TOI CORRESPONDENT FROM WASHINGTON: Amid a cascade of executive orders that he signed on first entering the White House Oval Office on Monday, US President Donald Trump warned that he would impose 100% tariff on Brics nations, which includes India, if they do not balance trade with the United States on a reciprocal basis.
“Brics is six, seven nations…looking to do a number on us… if they do it won’t be nice for them,” Donald Trump told reporters, bluntly asserting “We will tariff and tax foreign countries to enrich our citizens,” while maintaining other countries had long enriched themselves at US expense.
In holding out the threat, Trump also mistakenly included Spain in the trade-centric bloc, which has only five members, and in which S stands for South Africa. Brazil, Russia, India, and China are the other members.
In between chatting with the media, Trump also signed a range of executive orders and actions that withdrew the US from the Paris Accord and the World Health Organisation, declared a “border emergency” to stop illegal crossings into the US, renamed the Gulf of Mexico as Gulf of America, dismantled government diversity and inclusion programs, and announced he is ending birthright citizenship, a right enshrined in the US Constitution.
Political pundits said the signing of more than 100 such executive actions was mostly showmanship aimed at impressing his MAGA base. Many such orders and actions are likely to face legal challenges while others are the domain of the legislative branch, where Republicans do have a majority.
(Republican-run Florida jumped straight into the changeover, its governor Ron DeSantis referring to “Gulf of America” in a storm warning issued by his office. Naming water bodies in the domain of the International Hydrographic Organization, which works to ensure all the world’s seas, oceans and navigable waters are surveyed and charted uniformly, and also names some of them. Both US and Mexico are members of the IHO. It is not unusual for countries refer to the same body of water by different names in their own documentation.

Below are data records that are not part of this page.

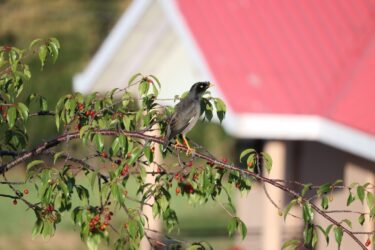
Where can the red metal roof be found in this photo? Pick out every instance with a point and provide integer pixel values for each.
(290, 57)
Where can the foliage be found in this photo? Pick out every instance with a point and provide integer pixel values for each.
(121, 132)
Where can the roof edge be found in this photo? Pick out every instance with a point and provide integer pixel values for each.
(302, 127)
(83, 81)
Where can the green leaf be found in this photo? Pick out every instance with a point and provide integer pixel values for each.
(220, 108)
(347, 222)
(132, 79)
(243, 229)
(115, 145)
(350, 199)
(290, 244)
(34, 42)
(83, 130)
(156, 80)
(93, 241)
(361, 193)
(323, 189)
(56, 156)
(11, 116)
(308, 214)
(143, 87)
(361, 219)
(232, 226)
(23, 110)
(324, 202)
(246, 152)
(370, 200)
(338, 234)
(98, 141)
(290, 205)
(42, 54)
(148, 153)
(267, 161)
(306, 187)
(37, 229)
(54, 51)
(43, 104)
(34, 163)
(314, 239)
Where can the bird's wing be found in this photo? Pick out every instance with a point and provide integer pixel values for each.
(185, 113)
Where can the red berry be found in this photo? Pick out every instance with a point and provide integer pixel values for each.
(97, 217)
(125, 170)
(368, 242)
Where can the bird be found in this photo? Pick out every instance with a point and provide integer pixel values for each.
(186, 114)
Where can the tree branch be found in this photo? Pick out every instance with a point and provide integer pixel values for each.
(217, 164)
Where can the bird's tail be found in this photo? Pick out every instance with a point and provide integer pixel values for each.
(165, 143)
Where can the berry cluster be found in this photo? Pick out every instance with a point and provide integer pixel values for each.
(96, 222)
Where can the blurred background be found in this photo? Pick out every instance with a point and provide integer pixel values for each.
(297, 77)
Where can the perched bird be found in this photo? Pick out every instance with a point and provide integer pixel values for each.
(186, 114)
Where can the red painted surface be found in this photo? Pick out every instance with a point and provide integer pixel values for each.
(290, 57)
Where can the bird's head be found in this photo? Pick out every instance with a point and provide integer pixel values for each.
(198, 89)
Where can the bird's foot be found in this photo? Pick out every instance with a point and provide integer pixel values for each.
(177, 144)
(190, 151)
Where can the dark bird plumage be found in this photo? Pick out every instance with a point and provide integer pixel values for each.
(186, 113)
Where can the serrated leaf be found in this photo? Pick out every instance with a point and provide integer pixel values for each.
(232, 226)
(34, 163)
(11, 116)
(290, 244)
(156, 80)
(350, 199)
(42, 54)
(347, 222)
(34, 42)
(267, 161)
(323, 189)
(338, 234)
(370, 200)
(246, 152)
(83, 130)
(361, 193)
(56, 156)
(287, 209)
(115, 145)
(23, 110)
(132, 79)
(242, 229)
(148, 153)
(324, 202)
(98, 141)
(361, 219)
(308, 214)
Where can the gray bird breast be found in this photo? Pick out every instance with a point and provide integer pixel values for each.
(193, 120)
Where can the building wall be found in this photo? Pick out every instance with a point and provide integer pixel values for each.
(307, 162)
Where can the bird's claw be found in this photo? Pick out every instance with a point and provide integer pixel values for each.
(190, 151)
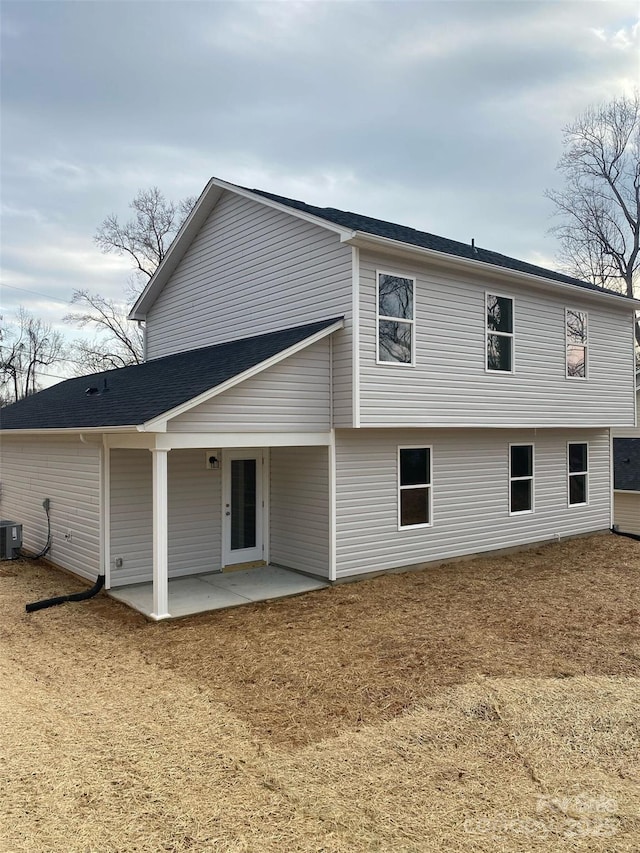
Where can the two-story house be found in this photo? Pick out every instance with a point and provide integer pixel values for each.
(330, 393)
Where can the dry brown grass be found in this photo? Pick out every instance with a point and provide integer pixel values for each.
(483, 706)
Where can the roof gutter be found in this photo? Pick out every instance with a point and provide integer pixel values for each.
(70, 430)
(364, 240)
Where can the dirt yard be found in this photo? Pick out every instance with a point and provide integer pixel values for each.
(489, 705)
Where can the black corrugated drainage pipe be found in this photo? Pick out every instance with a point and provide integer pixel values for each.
(60, 599)
(615, 530)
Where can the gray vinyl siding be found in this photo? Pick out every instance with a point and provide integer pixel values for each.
(253, 269)
(630, 431)
(293, 395)
(449, 385)
(470, 494)
(299, 509)
(626, 511)
(68, 473)
(194, 515)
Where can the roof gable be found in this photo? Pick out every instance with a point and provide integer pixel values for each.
(132, 396)
(348, 226)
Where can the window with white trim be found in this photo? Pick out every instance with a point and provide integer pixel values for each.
(396, 299)
(499, 323)
(576, 332)
(414, 486)
(578, 472)
(520, 478)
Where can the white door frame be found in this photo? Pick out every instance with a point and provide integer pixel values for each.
(260, 552)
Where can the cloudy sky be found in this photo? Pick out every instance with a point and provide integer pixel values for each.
(446, 116)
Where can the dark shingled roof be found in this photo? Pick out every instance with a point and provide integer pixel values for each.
(380, 228)
(626, 464)
(141, 392)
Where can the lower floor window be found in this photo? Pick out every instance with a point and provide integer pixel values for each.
(414, 477)
(520, 478)
(578, 465)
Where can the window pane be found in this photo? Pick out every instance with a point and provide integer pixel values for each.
(414, 466)
(577, 457)
(499, 313)
(578, 489)
(243, 504)
(395, 297)
(576, 327)
(521, 495)
(522, 460)
(576, 361)
(414, 507)
(498, 352)
(395, 341)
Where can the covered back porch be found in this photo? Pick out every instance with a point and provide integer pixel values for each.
(196, 522)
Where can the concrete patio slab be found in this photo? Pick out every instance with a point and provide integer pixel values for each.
(218, 590)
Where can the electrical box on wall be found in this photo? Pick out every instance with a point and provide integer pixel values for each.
(10, 540)
(213, 460)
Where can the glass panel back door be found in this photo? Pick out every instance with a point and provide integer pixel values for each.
(242, 479)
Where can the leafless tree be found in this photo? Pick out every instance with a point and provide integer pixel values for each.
(599, 206)
(118, 341)
(26, 346)
(146, 237)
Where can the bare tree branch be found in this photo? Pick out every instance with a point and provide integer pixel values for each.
(118, 342)
(147, 236)
(25, 347)
(599, 206)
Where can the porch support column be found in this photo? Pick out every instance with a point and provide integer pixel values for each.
(160, 535)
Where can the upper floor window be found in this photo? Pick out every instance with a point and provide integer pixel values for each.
(499, 333)
(414, 486)
(578, 465)
(576, 331)
(396, 318)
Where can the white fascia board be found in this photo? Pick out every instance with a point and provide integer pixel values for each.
(373, 242)
(222, 440)
(69, 430)
(159, 424)
(192, 225)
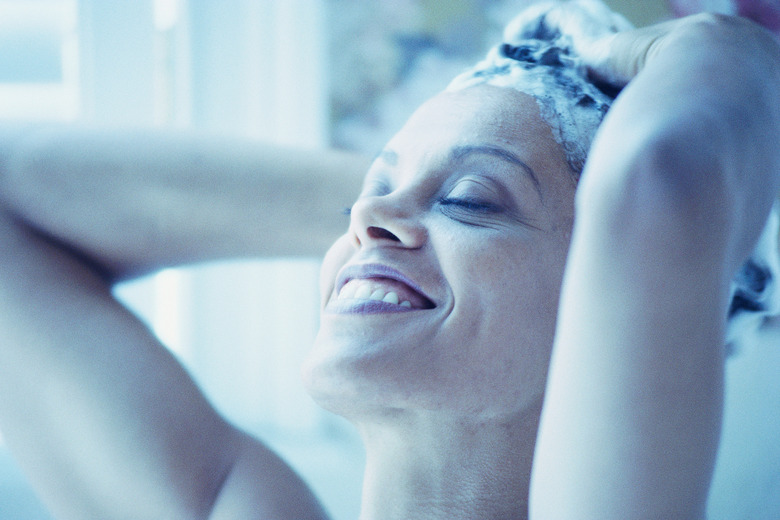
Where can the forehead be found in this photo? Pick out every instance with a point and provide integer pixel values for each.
(483, 115)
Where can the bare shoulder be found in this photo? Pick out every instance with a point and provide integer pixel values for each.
(260, 485)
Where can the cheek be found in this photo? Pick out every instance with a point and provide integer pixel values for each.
(338, 254)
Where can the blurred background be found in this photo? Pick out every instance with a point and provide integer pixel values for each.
(310, 73)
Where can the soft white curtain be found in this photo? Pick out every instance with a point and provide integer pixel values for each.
(248, 68)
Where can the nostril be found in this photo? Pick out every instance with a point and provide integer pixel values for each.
(381, 233)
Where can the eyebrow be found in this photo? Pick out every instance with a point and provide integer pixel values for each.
(461, 152)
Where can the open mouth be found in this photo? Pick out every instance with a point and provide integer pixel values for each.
(380, 283)
(385, 290)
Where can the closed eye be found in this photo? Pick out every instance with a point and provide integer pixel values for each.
(475, 205)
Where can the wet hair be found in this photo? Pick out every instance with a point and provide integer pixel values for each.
(538, 57)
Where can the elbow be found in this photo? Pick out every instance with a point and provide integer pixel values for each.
(663, 198)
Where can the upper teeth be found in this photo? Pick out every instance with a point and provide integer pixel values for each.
(362, 290)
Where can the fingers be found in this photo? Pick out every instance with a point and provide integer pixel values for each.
(617, 58)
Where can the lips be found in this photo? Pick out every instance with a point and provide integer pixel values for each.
(377, 288)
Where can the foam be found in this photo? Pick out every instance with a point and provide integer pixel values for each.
(538, 57)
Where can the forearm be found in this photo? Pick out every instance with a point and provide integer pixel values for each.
(703, 102)
(99, 415)
(137, 201)
(676, 190)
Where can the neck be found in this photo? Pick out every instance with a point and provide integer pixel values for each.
(454, 468)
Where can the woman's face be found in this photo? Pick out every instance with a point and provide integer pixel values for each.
(462, 228)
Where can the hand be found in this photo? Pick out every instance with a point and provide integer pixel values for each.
(618, 58)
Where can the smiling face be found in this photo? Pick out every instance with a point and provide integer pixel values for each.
(443, 293)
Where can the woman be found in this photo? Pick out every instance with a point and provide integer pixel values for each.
(439, 303)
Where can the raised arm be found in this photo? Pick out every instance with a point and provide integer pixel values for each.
(135, 201)
(677, 188)
(102, 419)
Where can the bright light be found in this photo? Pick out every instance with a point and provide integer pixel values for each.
(166, 14)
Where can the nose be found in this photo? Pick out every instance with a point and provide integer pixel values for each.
(387, 220)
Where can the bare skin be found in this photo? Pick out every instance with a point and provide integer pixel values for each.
(67, 345)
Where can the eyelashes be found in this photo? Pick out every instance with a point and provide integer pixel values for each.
(469, 204)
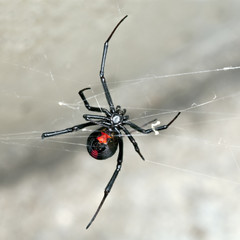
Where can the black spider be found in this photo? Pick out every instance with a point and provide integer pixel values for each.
(103, 142)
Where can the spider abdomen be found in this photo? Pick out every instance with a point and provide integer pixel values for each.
(102, 144)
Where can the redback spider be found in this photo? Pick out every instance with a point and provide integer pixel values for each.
(103, 143)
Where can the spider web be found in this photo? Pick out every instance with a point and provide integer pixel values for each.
(161, 72)
(147, 114)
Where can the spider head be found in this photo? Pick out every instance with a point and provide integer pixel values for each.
(120, 111)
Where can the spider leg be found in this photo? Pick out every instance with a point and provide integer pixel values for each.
(146, 131)
(101, 74)
(90, 108)
(89, 117)
(132, 141)
(67, 130)
(111, 182)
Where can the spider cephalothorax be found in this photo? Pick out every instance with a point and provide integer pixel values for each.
(103, 142)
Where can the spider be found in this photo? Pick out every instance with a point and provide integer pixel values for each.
(103, 143)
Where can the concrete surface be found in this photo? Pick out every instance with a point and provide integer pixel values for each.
(188, 187)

Mexico currently refers to the gulf by its Spanish name: El Golfo de México.)
Indeed, the order ending birthright citizenship — which grants citizenship to anyone born in the United States regardless of the parents’ status, and which is embedded in the US Constitution and endorsed by the Supreme Court — was challenged even as the ink from the giant sharpie marker Trump used to sign it was drying.
It was a triumphant comeback for Trump, who said it was a “great feeling” to return to the White House, after losing an election in 2020 which he believes was stolen from him after he had served one term.
So chuffed was he to return to the Oval Office that he did not even read the parting letter his predecessor Joe Biden had left for him in the drawer of the Resolute Desk, fishing it out and holding it up only when reporters reminded him of the tradition.
Instead, he engaged in a completely unscripted, freewheeling media interaction in which pool reporters got an unvarnished insight into his thinking with from off-the-cuff answers to questions on foreign policy and domestic issues.
A recurring theme in his remarks was that he wanted to be seen as a “unifier” and “peacemaker” — but it has to be on US terms. The US will not fight wars but would strive to achieve peace through strength, building the greatest military in history.
At the same time, he asserted that the US would “take back” the Panama Canal, maintaining that China was now in control of the gateway. He also suggested that Denmark would fold and allow US to take over Greenland.
Reminded that he had claimed he would end the Russia-Ukraine war within 24 hours of taking office, Trump quipped, “This is only half a day. I have another half a day left.”
On a more serious note, he appeared to criticise Putin, saying “not doing so well” in the war against Ukraine, and he’s tanking the Russian economy by “not making a deal.” He also alarmed South Korea by referring to North Korea as a nuclear power; Seoul does not want it such a designation to be formalized.